Q: I am treating someone with bulimia nervosa who has developed squamous cell carcinoma of the esophagus. Is this common among people with EDs? (J.C., Dunhill, NC)
A: Although squamous cell carcinoma is the most common form of esophageal carcinoma worldwide, and is tied to advancing age, smoking, and alcohol abuse, finding it in someone with BN is rare. As a recent report concludes, acidic damage to esophageal mucosa caused by self-induced vomiting practiced as a method of weight control may be traced back to untreated BN.
Indian researchers led by Dr. Shivam Khanna recently reported a case of carcinoma of the esophagus that had some interesting and thought-provoking ties to BN (Cureus. 2021. doi: 10.7759/cureus 15636). The authors reported the case of a 20-year-old woman who presented complaining of dysphagia, or trouble swallowing, for the past 2 months. This occurred more commonly after eating solid foods than after drinking liquids. She reported having binge-eating episodes over the past 6 years. These binges were followed by guilt and episodes of self-induced vomiting. These actions had all arisen because of her concern about her body shape and weight.
When she was examined, her BMI was 18.2 kg/m2. She had eroded dental enamel, but all her lab test results were all within normal limits. On the basis of the eroded enamel and reflux acid erosion, the physicians tentatively diagnosed long-standing BN leading to esophageal carcinoma.

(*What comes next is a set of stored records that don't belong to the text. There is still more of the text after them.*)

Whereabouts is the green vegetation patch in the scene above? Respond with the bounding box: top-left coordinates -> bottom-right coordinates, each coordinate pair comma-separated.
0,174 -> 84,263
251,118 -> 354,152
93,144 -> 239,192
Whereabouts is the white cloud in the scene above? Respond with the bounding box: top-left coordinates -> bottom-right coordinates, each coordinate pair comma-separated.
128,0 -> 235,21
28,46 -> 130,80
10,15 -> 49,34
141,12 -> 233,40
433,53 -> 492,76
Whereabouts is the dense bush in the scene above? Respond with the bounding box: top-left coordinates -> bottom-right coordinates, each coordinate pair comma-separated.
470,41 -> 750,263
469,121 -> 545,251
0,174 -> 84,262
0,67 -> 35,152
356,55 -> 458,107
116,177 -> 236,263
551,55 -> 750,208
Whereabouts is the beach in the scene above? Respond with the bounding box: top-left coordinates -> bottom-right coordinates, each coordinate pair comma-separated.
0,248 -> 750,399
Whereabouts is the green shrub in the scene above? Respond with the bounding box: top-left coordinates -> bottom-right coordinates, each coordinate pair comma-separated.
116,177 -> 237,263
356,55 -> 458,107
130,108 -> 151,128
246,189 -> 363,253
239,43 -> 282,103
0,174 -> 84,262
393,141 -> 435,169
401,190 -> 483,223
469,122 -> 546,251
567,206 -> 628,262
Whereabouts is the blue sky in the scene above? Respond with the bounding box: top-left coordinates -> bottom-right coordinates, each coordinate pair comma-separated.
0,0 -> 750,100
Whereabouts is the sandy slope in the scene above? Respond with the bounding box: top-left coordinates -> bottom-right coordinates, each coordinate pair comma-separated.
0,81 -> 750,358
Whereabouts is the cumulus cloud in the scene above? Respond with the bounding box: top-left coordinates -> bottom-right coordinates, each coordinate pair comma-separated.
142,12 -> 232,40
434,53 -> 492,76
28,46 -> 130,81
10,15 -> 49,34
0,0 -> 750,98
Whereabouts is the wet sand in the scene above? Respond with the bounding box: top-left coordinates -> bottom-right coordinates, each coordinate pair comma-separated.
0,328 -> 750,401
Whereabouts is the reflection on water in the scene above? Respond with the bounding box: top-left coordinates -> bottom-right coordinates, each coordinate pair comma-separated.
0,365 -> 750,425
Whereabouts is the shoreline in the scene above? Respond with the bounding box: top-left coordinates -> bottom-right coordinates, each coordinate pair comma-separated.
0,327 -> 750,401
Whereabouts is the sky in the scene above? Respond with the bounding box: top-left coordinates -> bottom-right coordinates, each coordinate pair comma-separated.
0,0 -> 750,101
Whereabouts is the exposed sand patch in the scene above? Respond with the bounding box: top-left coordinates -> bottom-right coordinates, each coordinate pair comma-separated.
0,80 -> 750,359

Endoscopy revealed a growth in her esophagus, and a biopsy found squamous cell carcinoma. She was placed on 5-fluorouracil and cisplatin, along with cognitive behavioral therapy and short serotonin reuptake inhibitors, in an attempt to treat her BN. She was reported to be doing well on follow-up.
This case highlights the possibility of uncommon but serious medical problems arising from eating disorders symptoms, even in a young person like this.